What should webmail do with HTML headers ( <head> , <title> , <meta> , ...) in an e-mail?
Is there a spec somewhere, be that as an actual standard or de-facto-standard?

My motivation for asking is that we use HTML Purifier to sanitise our HTML and if its Core.CollectErrors feature reports changes, they're reported. This 'reported' is both necessary... and frustrating. We strip out some of the reported errors as insignificant for our purposes, but HTML headers mark a massive hurdle:

Someone could potentially use <link> in their e-mail, which we would strip out. (HTML Purifier is intended for HTML fragments , not full documents)

The desire to use things like <link> in HTML e-mails certainly seems to exist , and there are plenty of e-mail clients that send <meta> -tags in an HTML header (eg Outlook), but how are things handled in the wild? Is it safe to strip them out silently (which for our purposes denotes a 'non-breaking change') and lay proverbial blame on the sending party if it does break? Is that reasonable ? Has someone ever decided this in the one or other way? My google-fu is weak. :(

I seriously doubt there is a spec anywhere which specifies how HTML emails should be embedded into webmail clients. It's mostly a question of achieving parity with existing webmail providers which provide the ability to view HTML email. I suspect stylesheets are a notable exception, but I also suspect most HTML mailers that support that heavy styling are fairly constrained in what they can and cannot do, given how webmail things may handle them. I'd suggest doing some experiments, and consulting the source code of open-source webmail systems like SquirrelMail.

If you are worried about information loss, one thing that many clients allow you to do is download the original HTML, for offline viewing. Of course, it tends to be pretty atrocious, so I don't know why anyone would do that.

You should look at:

http://htmlemailboilerplate.com/

You will find a boilerplate code for HTML emails. There is also a good practice slideshow.

My approach to HTML email is to to write the sort of basic HTML we were doing in the 1990's - table layouts, minimal inline CSS (for colours only) and thats pretty much it. I don't know how modern clients deal with CSS positioning but people are still using Outlook 2003 which I believe is based on the hateful rendering engine that runs IE6 - so it pays to go for lowest common denominator.
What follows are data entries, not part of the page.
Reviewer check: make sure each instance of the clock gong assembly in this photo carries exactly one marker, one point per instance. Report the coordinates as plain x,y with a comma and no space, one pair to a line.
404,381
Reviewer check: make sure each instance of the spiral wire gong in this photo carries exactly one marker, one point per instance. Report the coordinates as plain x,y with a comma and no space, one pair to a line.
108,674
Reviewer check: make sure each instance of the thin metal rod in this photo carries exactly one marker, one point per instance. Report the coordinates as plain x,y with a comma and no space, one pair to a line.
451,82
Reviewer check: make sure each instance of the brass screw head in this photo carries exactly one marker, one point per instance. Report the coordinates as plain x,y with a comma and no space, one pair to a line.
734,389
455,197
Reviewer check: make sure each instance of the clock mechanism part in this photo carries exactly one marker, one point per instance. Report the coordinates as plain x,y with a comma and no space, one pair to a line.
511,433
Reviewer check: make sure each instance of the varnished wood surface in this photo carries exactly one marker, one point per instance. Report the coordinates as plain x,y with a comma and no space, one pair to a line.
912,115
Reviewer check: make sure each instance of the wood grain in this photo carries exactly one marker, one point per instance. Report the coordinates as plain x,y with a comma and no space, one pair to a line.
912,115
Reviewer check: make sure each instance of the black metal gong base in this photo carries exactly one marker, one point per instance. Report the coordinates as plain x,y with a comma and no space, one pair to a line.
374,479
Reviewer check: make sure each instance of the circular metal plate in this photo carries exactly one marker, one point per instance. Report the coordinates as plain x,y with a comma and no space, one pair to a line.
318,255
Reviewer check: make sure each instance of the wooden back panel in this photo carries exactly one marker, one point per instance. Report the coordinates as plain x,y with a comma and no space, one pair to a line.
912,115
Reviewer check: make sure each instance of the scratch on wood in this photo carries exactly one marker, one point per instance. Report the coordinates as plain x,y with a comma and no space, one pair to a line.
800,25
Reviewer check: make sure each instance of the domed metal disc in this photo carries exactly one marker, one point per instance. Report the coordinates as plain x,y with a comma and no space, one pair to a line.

I've never seen anything that looked like a standard for it, i've seen some email clients (GMail) strip out various things - including CSS, and others just ignore certain things (Outlook & background images).

Rationally, I can't think of what use any meta information would be in an email anyway - its hard enough to get people to read your mail anyway, I suspect even less will view the source! I've always included a title tag in case anything wants to use it as a subject - but even thats a stab in the dark.

Whenever i've looked at how mails are requested server side - admittedly a while ago, but I never noticed that anything was cached. You open the mail, the requests are made again. I'm sure things have moved on since I last checked, but personally - i'd still be inclined keep HTML email as simple and stripped back as possible.